The emotional meeting in front of the Carl Moultrie Courthouse symbolized how divergent traditions in American protest have converged in the occupation movement.
The 19 people detained belong to a movement of veteran leftist activists called October 2011 who had had been planning to launch a campaign of civil disobedience out of Washington’s Freedom Plaza since last spring. Their ranks include members of well-established protest groups like Code Pink and Veterans for Peace.
Their ranks have been swelled by the occupation of nearby McPherson Square, where a younger crowd of social media activists inspired by Occupy Wall Street has established a tent city called Occupy K Street. More ethnically diverse than the older activists, these occupiers speak the language of hashtag and “mike checks” and sometimes express skepticism about the capital’s professional reformers.
“For us, this isn’t about having a rally and going home in your Prius to have a cabernet,” said one burly occupier who didn’t want his name used.
The two camps, each of which has about 50 tents, now communicate through a liaison committee. While members of both acknowledge some tensions, October 2011 leader Kevin Zeese says that newcomers have been inspiring to him.
“The 99 percent concept is brilliant,” said Zeese, admitting his group’s civil disobedience forays at sites around the city might have gone unnoticed if it were not for the occupation movement
“What I’ve learned is we are not only occupying physical public space,” he said, “we’re also occupying political public space.
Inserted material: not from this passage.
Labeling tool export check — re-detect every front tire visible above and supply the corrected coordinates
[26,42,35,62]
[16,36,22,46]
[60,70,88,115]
That’s what’s new: We’re occupying the political discourse.”
Jackson, who spoke at the dedication of the Martin Luther King Jr. memorial on Sunday, linked both groups to the slain civil rights leader.
“Martin’s last act was an occupation of Washington,” Jackson said outside the courthouse, recalling the 1968 Poor People’s March, which occupied the National Mall for two months. “He wanted to call attention to injustice with the drama of jail-going sacrifice, same as these people. People say this is new, but to me it’s just part of a 40-year movement.”
The veteran civil leader’s advice for the occupation movement was simple: “Do more outreach to include more people and more leadership styles. Keep on working to expand the base.”
“Right now, they are mostly young and white,” he said of the protesters, “but the message for the students is the same for unemployed which is the same for the foreclosed.”
Jackson dismissed complaints that the occupation movement has no agenda.
“Shared economic security is the message,” he said. “The language isn’t there yet but that will come. And of course, the occupation must mature ultimately to legislation. We need to have hearings to reopen the books on the banks. We need to open hearings on the insurance industry. We need to open hearings on the concentration of media ownership. We need elected officials to respond.”
“If the protest remains disciplined, nonviolent and focused,” Jackson said, “action will follow.”
Charges against the 19 protesters were dropped with prejudice, according to Zeese, meaning charges could be revived if the protesters are arrested on the same charge in the future.
West and the other demonstrators did not dismiss the possibility.
“I feel like part of the 99 percent,” said DeVaughn, whose song “Woman” was nominated for a Grammy in 2008. “I did it for my mother who can’t get full Social Security and for my father who’s fighting cancer. Yeh, I would do it again. But if I do, I’ll bring more comfortable shoes.”